I used to dance a lot. Back when the fire department was 75 per cent social and 25 per cent firefighting, all the fire halls and community halls had dances. We had a Halloween dance, a Christmas party, a New Year’s Dance, a Valentine’s dance, a Robbie Burns night, and a St. Patrick’s Day dance and sometimes we had a dance just because we hadn’t had one for awhile.
Sometimes we would hire a local group to play and then it was DJs with an endless supply of music, old and new. When I was limber and agile, there were a couple of us that could do the Kazatsky to the Russian song, Rasputin. I could cross my arms, kick out my legs and entertain the crowd for the entire chorus. Two years ago when someone coaxed me to do it, I got a terrible cramp in my calf after 30 seconds and had to be helped off the dance floor. You can’t go back.

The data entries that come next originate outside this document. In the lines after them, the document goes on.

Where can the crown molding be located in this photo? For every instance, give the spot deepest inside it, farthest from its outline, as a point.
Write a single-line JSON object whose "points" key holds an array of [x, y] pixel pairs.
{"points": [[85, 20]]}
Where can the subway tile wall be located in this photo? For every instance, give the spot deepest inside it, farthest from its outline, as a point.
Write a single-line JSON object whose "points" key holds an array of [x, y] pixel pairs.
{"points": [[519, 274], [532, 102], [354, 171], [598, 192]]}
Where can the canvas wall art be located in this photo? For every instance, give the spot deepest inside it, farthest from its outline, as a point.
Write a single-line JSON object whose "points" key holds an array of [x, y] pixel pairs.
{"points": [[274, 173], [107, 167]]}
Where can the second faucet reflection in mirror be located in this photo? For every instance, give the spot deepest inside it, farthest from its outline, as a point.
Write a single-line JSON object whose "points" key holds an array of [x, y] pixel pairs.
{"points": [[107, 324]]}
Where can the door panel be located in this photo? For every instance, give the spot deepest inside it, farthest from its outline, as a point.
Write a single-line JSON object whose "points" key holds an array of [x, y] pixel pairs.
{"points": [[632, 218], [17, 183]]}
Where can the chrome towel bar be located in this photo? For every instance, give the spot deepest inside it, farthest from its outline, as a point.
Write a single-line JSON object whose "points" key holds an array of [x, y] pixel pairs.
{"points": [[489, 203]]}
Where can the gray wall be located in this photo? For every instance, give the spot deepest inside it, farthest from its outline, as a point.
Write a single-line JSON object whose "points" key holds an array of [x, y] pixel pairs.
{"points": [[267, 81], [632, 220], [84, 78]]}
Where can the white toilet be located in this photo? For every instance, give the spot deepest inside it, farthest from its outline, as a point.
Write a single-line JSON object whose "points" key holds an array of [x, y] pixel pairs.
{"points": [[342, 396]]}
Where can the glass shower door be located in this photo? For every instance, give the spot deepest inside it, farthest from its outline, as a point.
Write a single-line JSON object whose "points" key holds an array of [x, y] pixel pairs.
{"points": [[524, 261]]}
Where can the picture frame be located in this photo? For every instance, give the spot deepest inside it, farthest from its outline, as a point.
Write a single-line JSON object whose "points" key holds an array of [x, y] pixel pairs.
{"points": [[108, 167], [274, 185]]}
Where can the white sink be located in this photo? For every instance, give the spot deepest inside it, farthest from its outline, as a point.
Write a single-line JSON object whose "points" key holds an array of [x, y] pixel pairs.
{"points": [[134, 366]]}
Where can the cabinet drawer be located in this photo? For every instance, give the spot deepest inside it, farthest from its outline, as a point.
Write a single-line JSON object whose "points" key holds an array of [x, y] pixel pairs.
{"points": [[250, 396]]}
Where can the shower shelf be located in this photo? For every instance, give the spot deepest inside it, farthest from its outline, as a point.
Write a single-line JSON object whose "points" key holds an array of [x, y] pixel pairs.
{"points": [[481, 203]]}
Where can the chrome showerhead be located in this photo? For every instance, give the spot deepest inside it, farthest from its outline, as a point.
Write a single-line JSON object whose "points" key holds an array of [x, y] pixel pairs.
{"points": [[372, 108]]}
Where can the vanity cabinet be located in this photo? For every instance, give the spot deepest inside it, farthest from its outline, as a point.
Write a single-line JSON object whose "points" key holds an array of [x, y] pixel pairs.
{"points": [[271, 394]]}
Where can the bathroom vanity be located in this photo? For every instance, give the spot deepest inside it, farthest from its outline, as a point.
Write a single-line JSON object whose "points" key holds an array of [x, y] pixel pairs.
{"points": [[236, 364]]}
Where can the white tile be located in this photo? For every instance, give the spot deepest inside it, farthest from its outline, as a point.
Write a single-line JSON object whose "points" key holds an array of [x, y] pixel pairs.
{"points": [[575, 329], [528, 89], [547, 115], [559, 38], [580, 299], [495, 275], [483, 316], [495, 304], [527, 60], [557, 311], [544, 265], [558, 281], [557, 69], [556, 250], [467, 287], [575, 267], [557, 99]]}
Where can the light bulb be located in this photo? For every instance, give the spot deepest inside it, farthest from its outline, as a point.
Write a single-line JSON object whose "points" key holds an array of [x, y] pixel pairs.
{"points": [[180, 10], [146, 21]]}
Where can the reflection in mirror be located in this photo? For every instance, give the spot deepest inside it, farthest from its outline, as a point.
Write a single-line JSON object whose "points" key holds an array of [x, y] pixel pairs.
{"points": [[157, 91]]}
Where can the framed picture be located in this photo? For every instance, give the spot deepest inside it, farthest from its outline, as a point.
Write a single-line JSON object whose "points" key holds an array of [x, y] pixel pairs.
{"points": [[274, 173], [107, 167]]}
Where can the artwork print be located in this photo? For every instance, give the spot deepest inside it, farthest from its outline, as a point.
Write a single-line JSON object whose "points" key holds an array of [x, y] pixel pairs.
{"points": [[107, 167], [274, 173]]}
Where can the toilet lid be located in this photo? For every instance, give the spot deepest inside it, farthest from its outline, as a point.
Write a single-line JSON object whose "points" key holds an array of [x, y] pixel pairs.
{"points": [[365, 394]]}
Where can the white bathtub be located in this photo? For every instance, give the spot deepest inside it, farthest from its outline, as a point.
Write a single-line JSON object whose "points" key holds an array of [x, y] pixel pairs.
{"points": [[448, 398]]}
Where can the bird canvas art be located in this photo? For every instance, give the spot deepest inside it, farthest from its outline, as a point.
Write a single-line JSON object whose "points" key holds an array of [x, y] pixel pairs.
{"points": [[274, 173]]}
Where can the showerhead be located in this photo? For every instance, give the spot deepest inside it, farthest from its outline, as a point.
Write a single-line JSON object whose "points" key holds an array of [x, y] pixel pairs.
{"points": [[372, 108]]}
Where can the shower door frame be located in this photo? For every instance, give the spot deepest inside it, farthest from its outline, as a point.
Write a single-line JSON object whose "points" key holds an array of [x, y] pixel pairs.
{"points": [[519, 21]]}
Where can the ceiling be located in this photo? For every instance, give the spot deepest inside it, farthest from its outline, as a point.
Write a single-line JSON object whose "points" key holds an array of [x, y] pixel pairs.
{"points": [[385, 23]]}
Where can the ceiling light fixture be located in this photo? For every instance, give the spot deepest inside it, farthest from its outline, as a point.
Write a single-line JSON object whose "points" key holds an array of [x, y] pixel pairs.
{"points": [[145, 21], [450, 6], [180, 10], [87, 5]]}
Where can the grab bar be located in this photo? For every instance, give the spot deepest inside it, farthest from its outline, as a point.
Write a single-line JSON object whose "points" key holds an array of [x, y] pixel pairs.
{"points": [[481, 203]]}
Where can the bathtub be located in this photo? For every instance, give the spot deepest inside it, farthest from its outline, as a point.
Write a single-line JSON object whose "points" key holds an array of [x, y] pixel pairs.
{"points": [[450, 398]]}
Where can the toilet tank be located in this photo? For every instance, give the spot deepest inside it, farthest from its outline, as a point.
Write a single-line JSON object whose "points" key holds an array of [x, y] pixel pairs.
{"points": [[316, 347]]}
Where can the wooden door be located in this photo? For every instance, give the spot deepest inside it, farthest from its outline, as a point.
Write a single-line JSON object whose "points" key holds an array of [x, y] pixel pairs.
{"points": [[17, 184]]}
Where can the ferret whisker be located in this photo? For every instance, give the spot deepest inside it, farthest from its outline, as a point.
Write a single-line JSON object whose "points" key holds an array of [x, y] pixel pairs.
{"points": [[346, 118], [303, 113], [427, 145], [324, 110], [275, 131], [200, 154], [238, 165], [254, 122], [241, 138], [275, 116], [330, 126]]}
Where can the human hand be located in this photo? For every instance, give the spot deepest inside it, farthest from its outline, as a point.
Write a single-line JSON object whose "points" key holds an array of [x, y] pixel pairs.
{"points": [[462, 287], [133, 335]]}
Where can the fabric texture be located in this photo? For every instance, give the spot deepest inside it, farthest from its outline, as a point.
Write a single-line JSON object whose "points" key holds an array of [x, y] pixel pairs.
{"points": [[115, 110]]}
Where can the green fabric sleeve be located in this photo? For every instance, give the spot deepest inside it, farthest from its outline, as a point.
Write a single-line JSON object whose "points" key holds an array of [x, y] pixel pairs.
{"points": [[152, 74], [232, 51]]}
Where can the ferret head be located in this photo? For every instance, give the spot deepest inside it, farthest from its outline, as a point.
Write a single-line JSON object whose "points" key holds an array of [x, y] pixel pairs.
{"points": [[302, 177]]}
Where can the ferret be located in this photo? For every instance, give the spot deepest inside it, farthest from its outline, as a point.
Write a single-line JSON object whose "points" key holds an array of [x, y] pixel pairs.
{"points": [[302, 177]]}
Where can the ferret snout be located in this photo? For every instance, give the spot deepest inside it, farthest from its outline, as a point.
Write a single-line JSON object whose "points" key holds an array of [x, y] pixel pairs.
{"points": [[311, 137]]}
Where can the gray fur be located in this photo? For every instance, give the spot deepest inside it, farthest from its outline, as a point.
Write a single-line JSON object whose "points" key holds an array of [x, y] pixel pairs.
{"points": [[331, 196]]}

Usually, about eleven o’clock, one of our elder members, Tony Slogar, would start complaining about how loud the music was and we would all say that we never wanted to get that way. We would take up a collection to pay the DJ for another hour and the dancing would continue into the morning.
This night, full of lobster, I did more watching than dancing. The dancers were energetic and enthusiastic but few of them would ever be asked to appear on Dancing with the Stars. Some were dangerous to others, swinging, jiving, kicking their legs and flailing their arms. They probably should have been surrounded by yellow tape — an accident waiting to happen.
There was the constant group of women that always get up and dance together because their partners are ready for a nap. Men never get up and dance together in a group, and that’s probably a very good thing.
There is always the dancer that begins vibrating as soon as the music starts and doesn’t miss a dance. Plucking people from their chairs or just joining in with other couples, the Lone Arranger is on a mission to make sure everyone is out on the floor.
Some folks dance to their own drummer and some dance to the same beat every song, whether the music is in sync with their moves or not.
Then there is the couple that have been together for years.They choose their song and find their spot on the floor. Their hands automatically slip into place and they become the music. They slide and glide across the floor in perfect rhythm, oblivious to the others. They assume their roles of leading and following that were established in their dance long ago. With synchronized footwork they know when to change direction to avoid disaster and that comes only with time and practice. How fortunate we are to find such a partner to dance through life with.
As the night wears on, we have danced to our favourite tunes but now we yield the floor to a younger crowd and Lady Gaga.
Tony, if you’re listening, I’ll admit that by 11, the music was way too loud. At least that’s what McGregor says.